Microplastics carrying a range of contaminants such as trace metals and potentially harmful organic chemicals are already in the air we breathe, the food we eat, and the water we drink.
A Bluewater white paper co-authored with Dr Ivonne Mirpuri of the Mirpuri Foundation in Lisbon, Portugal, spotlighted the human health hazards of chemicals released into the environment from the millions of discarded single use plastic bottles dumped into the planet’s oceans and land masses every year.
The white paper concluded that the endocrine disrupting chemicals found in throwaway plastic bottles posed the number one threat to humankind.
Dr Mirpuri, one of the world’s leading specialists on the central role hormones play in regulating the body’s systems, wrote that ‘humankind faces extinction within 200 years unless steps are urgently taken to avoid the use of synthetic plastics and the chemicals in them.”

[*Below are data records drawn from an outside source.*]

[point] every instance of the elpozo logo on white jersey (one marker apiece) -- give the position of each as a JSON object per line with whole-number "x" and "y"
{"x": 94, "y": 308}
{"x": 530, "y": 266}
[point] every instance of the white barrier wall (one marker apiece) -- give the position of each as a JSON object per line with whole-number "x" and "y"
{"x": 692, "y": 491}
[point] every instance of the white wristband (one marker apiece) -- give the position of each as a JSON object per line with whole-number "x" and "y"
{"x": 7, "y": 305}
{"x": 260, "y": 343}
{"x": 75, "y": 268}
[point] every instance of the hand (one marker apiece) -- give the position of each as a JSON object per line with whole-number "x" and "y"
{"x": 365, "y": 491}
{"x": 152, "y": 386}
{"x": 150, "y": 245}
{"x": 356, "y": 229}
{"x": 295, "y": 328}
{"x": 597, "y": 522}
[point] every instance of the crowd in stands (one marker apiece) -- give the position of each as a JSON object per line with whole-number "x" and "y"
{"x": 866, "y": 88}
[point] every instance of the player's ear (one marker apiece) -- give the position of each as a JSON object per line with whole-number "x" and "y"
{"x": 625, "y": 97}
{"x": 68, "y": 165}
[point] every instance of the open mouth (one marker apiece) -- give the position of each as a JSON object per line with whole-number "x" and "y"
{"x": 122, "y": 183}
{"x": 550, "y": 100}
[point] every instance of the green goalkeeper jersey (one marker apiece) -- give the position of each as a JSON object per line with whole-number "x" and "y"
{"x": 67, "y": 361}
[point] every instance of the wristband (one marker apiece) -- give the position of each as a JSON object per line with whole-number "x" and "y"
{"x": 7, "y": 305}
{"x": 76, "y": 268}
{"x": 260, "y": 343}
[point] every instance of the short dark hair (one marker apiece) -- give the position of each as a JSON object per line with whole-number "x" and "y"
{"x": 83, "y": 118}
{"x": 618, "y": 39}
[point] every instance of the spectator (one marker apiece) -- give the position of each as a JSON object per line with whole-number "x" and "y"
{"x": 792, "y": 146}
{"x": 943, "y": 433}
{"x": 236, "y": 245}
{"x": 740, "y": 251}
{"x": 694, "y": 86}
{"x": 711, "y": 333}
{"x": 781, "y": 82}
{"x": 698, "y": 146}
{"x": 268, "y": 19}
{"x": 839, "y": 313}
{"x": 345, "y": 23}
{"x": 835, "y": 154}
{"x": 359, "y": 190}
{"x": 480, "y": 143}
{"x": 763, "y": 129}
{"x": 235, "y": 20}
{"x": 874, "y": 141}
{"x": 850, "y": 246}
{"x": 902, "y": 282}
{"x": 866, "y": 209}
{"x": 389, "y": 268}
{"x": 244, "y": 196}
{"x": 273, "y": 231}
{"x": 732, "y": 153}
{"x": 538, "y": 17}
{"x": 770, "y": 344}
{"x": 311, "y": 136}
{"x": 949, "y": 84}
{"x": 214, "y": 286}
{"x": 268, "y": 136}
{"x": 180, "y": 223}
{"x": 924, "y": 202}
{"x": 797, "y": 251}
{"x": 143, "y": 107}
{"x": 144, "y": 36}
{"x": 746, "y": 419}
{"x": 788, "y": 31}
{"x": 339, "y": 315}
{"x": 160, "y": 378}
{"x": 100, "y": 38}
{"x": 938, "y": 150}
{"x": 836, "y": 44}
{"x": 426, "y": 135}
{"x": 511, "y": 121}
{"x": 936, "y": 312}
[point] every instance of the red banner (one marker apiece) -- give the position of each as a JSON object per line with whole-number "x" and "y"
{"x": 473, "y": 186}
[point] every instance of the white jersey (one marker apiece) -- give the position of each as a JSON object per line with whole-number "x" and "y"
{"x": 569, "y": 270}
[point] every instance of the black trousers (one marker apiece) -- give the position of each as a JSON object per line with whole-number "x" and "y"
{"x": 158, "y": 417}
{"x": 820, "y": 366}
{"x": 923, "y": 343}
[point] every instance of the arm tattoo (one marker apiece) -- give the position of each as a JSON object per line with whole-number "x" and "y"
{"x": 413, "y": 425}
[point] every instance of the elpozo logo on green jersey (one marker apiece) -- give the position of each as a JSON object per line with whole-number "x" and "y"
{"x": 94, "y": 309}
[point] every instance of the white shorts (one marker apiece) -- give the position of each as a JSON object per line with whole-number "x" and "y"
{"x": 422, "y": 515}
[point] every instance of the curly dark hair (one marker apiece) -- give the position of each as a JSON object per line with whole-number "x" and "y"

Her fear has been underscored by recent research at Amsterdam’s Vrije University led by Dr. Heather A. Leslie, a leading expert in international microplastics, which found evidence of plastic particles in the bloodstreams of cows and pigs, while a study by the New York School of Medicine this year found baby poo contains ten times more micrroplastics than adult feces.
The sheer amount of plastic contamination today is scary, according to Dave Noble. He notes how a study published in Frontiers in Marine Science determined that there are around 3,760 metric tons of plastic waste in the Mediterranean Sea alone, the equivalent weight of eight jumbo jets. The researchers estimated that 17,600 tonnes of plastic enter seas around the planet every year.
“The previous 25 COP conferences have mostly failed, quite frankly, at cooling the planet’s rising temperature, but they have played a key role in raising public awareness of climate change and environmental issues such as water access and quality. The hope is that COP26 will now focus more on turning words into action”, said Dave Noble.